A Rush City woman charged in double fatal crash in Pine County
A Rush City woman is facing charges which allege she was driving drunk when her vehicle ran off the road in Pine County this past weekend. killing two people and seriously injuring another person.
According to a report on KSTP, court records show 19-year-old Anastasia Nicole Nelson is charged with two counts of criminal vehicular homicide and one count of criminal vehicular operation in connection to the early-morning crash that happened Saturday.
Pine County deputies were called to the area of Fairway Avenue and Pokegama Lake Road at around 1:50 a.m. after a woman reported that Nelson had come to her home, crying and saying her three friends were in the ditch. Nelson then met deputies and directed them to the site of the crash.
Once there, deputies noted the car appeared to have run straight off of Pokegama Lake Road instead of following a gradual curve, then hit a tree and rolled. A deputy then found an 18-year-old man in the back of the car asking for help. He was airlifted to a hospital for treatment of a broken back, collapsed lung, ruptured liver and other injuries.
Deputies also found two others — a 20-year-old woman and an 18-year-old man — already dead from obvious injuries.

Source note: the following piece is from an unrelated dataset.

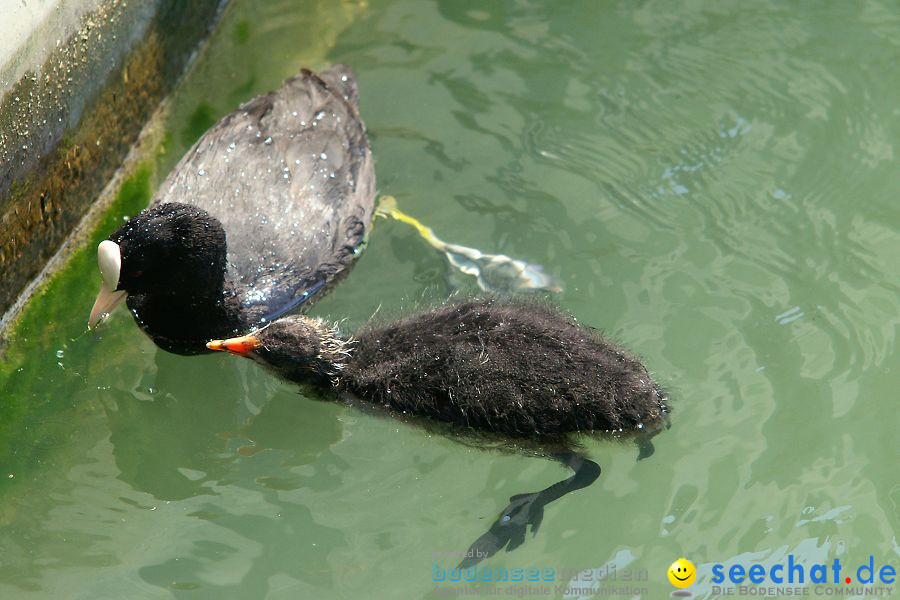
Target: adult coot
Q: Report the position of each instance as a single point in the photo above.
(261, 214)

According to a criminal complaint, one deputy found a half-full bottle of vodka near the vehicle and two cellphones on the floor of the car by the driver’s seat. Additionally, the steering wheel airbag had a small amount of blood on it, the driver’s seat belt had red fibers on the shoulder strap and the driver’s seat was moved very close to the steering wheel.
Given the position of the seat alone, the deputy believed the only Nelson would’ve fit in the seat, as the others were too big, the complaint states. Additionally, Nelson was wearing a shirt with fibers that matched those on the seat belt.

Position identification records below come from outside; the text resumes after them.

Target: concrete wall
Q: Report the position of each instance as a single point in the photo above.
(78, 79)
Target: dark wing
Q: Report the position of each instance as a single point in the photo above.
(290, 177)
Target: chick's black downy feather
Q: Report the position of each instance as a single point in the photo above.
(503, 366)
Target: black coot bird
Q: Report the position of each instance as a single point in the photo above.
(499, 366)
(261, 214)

However, when asked about the crash, the complaint states Nelson said she was supposed to drive her friends home but said, “I should not have been driving,” the complaint states. She added that she was “kind of swerving” and knew she was drunk so she pulled over and some “random people” asked her to come into their car so one of them would drive, which she said she agreed to. Nelson then told deputies she saw the car crash, got out of the vehicle she was in and ran to the car, where the man in the back told her to get help.

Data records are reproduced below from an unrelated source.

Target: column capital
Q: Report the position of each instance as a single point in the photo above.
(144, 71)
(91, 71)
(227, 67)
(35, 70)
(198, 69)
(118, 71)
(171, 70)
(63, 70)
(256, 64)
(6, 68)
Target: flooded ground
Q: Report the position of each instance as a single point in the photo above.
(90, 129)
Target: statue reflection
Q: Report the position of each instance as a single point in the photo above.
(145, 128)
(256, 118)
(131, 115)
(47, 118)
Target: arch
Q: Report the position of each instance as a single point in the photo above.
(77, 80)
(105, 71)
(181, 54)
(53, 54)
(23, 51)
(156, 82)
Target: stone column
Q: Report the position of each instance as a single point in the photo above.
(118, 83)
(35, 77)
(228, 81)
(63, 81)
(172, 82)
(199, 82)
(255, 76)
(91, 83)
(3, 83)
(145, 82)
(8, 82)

Deputies noted she told inconsistent stories, sometimes claiming that the man in the back seat had been driving at the time of the crash.
Nelson made her first court appearance Tuesday morning and had her bail set at $100,000 without conditions or $50,000 with conditions. Her next appearance is set for Dec. 13.
Criminal vehicular homicide convictions carry up to 10 years in jail and a $20,000 fine.